For her part, Janet Walden, Chief Operating Officer of the Natural Sciences and Engineering Council of Canada, notes: “NSERC's Industrial Research Chairholders, such as Dr. Ruiz, share a unique blend of qualities – they strive for excellence in research, provide a rich learning environment for their students, and are able to build and nurture productive, successful relationships with their industrial partners, applying fundamental research to address industry R&D needs. Dr. Ruiz's work with Safran will position Canada as a global leader in composite materials research, helping the aerospace industry make planes lighter.”

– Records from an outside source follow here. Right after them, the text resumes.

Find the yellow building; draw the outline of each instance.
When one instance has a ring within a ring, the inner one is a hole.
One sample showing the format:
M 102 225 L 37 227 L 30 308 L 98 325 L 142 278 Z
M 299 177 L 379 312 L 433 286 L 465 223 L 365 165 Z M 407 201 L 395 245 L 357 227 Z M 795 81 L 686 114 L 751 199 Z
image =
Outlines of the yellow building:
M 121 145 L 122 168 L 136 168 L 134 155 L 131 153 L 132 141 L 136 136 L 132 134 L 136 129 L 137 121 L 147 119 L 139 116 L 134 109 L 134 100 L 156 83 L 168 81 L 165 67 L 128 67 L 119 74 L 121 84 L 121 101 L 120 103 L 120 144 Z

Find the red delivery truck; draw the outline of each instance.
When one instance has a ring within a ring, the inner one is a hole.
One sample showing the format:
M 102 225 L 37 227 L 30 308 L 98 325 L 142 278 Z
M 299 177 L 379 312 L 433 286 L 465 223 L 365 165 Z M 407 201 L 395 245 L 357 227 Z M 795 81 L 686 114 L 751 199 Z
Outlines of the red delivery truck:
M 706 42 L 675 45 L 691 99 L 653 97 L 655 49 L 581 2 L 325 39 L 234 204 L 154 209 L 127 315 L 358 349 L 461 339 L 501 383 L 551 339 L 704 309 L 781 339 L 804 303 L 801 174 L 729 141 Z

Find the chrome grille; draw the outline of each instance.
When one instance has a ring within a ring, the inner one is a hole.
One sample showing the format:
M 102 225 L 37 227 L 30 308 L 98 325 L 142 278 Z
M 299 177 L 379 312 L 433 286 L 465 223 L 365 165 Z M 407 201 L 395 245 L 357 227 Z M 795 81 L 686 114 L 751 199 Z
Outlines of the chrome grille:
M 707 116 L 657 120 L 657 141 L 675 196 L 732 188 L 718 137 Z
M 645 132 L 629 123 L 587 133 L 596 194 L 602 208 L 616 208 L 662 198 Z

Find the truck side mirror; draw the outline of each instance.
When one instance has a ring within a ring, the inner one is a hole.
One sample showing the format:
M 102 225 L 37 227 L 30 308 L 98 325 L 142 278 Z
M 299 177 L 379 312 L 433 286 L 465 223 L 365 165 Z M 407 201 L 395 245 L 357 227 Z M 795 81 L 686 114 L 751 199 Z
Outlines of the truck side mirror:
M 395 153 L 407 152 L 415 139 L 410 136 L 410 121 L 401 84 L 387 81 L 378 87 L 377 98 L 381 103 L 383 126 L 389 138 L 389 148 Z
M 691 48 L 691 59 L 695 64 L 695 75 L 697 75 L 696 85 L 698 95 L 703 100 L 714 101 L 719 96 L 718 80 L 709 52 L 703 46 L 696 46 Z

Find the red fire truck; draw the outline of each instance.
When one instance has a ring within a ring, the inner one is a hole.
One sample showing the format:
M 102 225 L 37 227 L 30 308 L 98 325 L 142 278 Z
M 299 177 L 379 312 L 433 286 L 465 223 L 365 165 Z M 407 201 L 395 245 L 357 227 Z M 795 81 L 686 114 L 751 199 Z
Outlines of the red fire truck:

An incubator for young scientists
Because of its broad scope of activities and expertise, as well as its collaborations with major industry players, the NSERC-Safran Industrial Research Chair on Novel 3D Composite Materials for the Aerospace Industry makes for a unique training environment. Some 50 students will actively take part in the Chair's research work, and will be trained to use avant-garde technologies in the realm of manufacturing and composite characterization.

About Safran
Safran is an international high-technology group, and a first-rank equipment manufacturer in the fields of aerospace (propulsion, equipment), defence and security. Present on every continent, the group employs 65,000 people for an annual sales figure of over €13.5 billion in 2012. Composed of numerous companies, the Safran group, alone or in partnership, holds leading positions in its markets in Europe and the world. To respond to market evolution, the group is committed to research and development programs representing €1.1 billion in 2012. Safran holds several units and plants in Québec, including Turbomeca, Messier-Dowty and Sagem-Morpho.